Doria também declarou, durante a campanha, que sua primeira medida seria acabar com a redução de velocidade nas vias públicas. Mas a solução encontrada, além de moderada, deverá render alguma dor de cabeça para a nova gestão, uma vez que entidades da sociedade civil planejam recorrer à Justiça para revertê-la.

Para a cientista política Maria do Socorro Sousa Braga, da Universidade Federal de São Carlos (Ufscar), embora a gestão não tenha ainda começado, o comportamento de Doria pode ter duas explicações. A primeira é que, durante a campanha, seu posicionamento procurava conquistar espaço e marcar posição como opositor ao prefeito Haddad, para ganhar votos dos contrários às políticas em andamento.

O problema é que ele promete mexer em iniciativas de Haddad que são populares e têm grande aceitação, e Doria pode ter entendido que simplesmente extingui-las seria uma séria ameaça à sua carreira política, já que, iniciante que é, o prefeito eleito ainda precisa construir sua popularidade e é inexperiente.

“Durante a campanha ele fez um discurso para ganhar votos de quem é contra as políticas em andamento (de Haddad). Isso é discurso, mas quando ele vem efetivar de fato essas mudanças, sabe que isso traz um desgaste. E ele quer que a popularidade cresça. A Virada Cultural é extremamente popular, tem público enorme. A ocupação da Paulista dá oportunidade a uma série de setores de desenvolver atividades, fora a questão da população ter mais espaço de lazer. Tudo isso cria novos espaços de ocupação popular”, analisa Maria do Socorro. Mexer em políticas que dão certo pode ser fatal para um político que quer ocupar espaço, mesmo se dizendo um não político, lembra a analista.

Para ela, a segunda explicação para as idas e vindas de Doria é sua inexperiência propriamente dita. “Essas idas e vindas têm a ver também com a dificuldade de um quadro que não tem a experiência em enfrentar a população diretamente, com objetividade. Ele é político, mas diz que não é, e está diante de iniciativas do governo anterior que tinham popularidade.”

Na opinião do coordenador nacional do MTST, Guilherme Boulos, Doria está se dando conta de que a realidade paulistana é bem mais complexa do que supunha durante a campanha. “Acho que ele começa a perceber que não vai conseguir governar São Paulo só com o eleitorado conservador e de direita.”

Para Boulos, porém, ainda é cedo para fazer uma avaliação mais precisa. “Precisa esperar ele assumir para ver o que vai fazer, se essas idas e vindas não vão no sentido de implementar políticas impopulares.”

Para Maria do Socorro, Doria adota a precaução para não começar o mandato já aumentando a impopularidade, já que, político iniciante, popularidade ele ainda não tem. “Como um político eleito com menos da metade de votos da cidade pode acabar com iniciativas que eram populares?” Dos 8.886.195 eleitores de São Paulo, Doria obteve apenas votos de 3.085.187, ou apenas 34%. Os outros 64%, quase dois terços, ficaram entre os adversários, os ausentes, brancos e nulos.

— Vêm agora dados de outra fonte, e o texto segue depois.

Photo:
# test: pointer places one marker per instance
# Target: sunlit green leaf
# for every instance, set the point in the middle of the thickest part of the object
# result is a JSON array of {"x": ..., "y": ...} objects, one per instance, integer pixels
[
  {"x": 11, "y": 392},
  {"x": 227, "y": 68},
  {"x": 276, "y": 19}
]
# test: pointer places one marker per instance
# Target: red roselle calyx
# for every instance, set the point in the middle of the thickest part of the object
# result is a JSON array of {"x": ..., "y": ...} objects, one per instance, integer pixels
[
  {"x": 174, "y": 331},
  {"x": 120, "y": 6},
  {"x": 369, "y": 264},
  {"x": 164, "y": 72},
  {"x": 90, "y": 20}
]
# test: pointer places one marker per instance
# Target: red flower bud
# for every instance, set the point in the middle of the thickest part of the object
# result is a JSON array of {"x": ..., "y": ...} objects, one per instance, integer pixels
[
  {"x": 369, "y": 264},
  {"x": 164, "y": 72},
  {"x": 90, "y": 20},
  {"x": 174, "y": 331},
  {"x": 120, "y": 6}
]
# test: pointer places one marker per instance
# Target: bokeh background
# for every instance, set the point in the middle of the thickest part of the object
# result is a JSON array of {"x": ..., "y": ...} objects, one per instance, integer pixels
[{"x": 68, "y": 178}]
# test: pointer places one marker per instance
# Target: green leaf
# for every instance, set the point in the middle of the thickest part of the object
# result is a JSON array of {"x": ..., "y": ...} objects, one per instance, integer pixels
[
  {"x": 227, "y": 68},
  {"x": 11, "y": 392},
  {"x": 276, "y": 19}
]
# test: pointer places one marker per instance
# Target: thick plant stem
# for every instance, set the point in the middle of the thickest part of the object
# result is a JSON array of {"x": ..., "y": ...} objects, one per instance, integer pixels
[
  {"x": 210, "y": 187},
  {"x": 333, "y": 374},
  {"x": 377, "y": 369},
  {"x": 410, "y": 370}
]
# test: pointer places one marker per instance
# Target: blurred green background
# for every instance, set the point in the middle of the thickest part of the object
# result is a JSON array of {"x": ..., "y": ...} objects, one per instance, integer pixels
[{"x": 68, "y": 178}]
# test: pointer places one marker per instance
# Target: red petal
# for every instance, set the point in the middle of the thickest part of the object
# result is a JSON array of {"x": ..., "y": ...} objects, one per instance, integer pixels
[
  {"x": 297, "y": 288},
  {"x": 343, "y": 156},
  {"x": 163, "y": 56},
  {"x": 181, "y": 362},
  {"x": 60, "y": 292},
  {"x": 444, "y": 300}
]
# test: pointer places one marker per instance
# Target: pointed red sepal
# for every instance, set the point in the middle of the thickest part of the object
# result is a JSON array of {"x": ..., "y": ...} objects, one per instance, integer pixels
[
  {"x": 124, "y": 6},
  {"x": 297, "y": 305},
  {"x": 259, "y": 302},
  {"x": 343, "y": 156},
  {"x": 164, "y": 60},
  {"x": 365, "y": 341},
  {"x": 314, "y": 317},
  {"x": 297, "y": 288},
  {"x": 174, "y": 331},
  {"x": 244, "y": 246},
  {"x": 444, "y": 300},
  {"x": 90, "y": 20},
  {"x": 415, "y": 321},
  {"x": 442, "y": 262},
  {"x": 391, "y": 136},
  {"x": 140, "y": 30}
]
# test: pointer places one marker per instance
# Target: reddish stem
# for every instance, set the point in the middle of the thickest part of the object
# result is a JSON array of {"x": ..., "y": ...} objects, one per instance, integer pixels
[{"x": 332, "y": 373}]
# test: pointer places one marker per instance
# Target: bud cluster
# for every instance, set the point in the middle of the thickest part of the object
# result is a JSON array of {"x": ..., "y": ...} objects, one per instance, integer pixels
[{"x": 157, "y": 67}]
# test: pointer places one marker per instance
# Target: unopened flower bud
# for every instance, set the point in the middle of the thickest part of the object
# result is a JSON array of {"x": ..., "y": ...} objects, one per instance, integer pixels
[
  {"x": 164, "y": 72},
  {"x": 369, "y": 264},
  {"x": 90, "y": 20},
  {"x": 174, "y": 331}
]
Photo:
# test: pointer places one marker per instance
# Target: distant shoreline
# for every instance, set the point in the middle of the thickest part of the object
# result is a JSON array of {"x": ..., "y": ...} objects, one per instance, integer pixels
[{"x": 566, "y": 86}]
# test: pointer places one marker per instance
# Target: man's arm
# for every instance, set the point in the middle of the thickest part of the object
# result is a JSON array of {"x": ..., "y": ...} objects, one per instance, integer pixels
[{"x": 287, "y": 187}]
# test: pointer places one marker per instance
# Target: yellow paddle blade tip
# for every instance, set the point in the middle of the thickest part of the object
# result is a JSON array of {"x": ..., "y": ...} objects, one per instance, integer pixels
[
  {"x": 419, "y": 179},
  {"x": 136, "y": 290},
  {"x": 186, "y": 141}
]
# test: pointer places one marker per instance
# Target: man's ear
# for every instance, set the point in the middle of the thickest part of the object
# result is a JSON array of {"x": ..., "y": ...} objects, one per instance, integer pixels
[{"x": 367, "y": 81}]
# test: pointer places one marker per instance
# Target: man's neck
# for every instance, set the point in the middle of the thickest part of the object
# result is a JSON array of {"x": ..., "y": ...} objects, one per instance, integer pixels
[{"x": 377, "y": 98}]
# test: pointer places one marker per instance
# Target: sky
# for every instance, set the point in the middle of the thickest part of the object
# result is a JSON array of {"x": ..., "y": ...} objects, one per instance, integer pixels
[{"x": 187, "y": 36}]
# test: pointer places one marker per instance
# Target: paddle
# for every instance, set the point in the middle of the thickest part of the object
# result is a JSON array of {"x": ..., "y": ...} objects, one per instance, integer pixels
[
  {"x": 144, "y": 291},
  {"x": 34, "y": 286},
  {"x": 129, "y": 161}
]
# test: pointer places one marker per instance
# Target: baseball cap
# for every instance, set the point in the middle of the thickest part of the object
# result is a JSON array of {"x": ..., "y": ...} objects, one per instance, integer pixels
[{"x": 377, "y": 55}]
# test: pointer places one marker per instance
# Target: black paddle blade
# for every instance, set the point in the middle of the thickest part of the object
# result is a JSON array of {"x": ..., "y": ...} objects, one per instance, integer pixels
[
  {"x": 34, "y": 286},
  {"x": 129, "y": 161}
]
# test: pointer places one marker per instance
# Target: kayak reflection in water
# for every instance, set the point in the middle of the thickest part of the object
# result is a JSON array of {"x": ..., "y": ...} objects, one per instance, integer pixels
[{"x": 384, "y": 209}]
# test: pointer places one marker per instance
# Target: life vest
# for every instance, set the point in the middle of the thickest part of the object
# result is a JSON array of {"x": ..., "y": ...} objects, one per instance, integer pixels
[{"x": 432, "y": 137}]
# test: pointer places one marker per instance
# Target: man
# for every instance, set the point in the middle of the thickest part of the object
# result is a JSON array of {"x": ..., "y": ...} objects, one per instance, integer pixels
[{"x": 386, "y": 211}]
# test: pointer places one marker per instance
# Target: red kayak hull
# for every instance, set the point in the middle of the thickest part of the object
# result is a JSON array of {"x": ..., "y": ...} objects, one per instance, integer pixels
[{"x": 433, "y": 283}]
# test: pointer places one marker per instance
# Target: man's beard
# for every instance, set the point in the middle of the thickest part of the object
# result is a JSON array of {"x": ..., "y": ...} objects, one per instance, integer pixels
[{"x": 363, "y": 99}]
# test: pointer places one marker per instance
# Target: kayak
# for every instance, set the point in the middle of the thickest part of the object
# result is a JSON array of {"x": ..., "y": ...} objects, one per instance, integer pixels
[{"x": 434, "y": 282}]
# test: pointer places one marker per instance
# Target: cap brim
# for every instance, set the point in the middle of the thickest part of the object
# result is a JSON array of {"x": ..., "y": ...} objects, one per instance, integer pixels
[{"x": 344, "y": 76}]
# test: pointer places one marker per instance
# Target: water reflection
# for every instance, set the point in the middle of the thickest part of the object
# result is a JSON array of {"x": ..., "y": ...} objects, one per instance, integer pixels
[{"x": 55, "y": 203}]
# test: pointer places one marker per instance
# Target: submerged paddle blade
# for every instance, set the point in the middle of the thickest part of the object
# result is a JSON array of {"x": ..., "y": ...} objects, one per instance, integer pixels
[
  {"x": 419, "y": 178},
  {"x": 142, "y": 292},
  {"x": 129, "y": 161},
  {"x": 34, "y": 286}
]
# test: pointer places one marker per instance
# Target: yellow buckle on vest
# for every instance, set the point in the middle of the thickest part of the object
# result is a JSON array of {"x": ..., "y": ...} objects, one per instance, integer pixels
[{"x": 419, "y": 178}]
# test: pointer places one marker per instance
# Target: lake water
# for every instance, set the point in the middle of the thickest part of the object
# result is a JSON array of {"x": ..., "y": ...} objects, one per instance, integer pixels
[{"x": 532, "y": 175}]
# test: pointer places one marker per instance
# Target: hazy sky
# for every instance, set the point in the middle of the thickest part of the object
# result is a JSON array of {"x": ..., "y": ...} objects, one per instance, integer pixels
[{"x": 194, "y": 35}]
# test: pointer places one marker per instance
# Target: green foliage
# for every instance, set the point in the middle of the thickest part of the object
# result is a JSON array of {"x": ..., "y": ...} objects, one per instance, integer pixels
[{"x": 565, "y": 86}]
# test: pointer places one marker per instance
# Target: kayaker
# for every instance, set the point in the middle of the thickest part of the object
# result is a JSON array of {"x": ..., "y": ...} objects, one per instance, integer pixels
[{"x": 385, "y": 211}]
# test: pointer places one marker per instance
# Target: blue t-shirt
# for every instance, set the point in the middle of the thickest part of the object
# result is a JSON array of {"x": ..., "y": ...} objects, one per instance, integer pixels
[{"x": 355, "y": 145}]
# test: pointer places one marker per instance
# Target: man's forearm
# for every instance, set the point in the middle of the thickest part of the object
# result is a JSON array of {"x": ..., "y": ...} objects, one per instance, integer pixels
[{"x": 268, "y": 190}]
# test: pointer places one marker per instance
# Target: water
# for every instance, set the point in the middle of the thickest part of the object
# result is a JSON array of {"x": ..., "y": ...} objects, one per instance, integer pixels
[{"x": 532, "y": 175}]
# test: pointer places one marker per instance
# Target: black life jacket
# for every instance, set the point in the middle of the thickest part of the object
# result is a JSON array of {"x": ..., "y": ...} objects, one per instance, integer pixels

Para Boulos, “o que é seguro dizer é o seguinte: se ele adotar a política que preconizou nas eleições, particularmente no caso da moradia popular, de dizer que vai enfrentar ocupações, enfrentar movimento social, se for para essa linha de achar que com repressão vai resolver, o que vai acontecer é um aprofundamento do conflito social em São Paulo”.

A promessa de campanha de atuar em diversas frentes em parceria com a Polícia Militar do governador Geraldo Alckmin (seu padrinho político) terá consequências, diz Boulos. “É botar gasolina no fogo, é não entender o que está em jogo, não entender nada a respeito dos problemas tanto de moradia, caso das ocupações, como do conjunto do problema social.”

Doria é despreparado? Maria do Socorro responde à pergunta na mesma linha de Boulos. “A gente vai ver depois que ele assumir. Uma coisa é a retórica, o vai e volta sobre as iniciativas. A outra é o que de fato ele vai fazer. Aparentemente é despreparo. Por outro lado, pode ser um certo cuidado para não perder naquilo que ele pode avançar em termos de eleitorado.”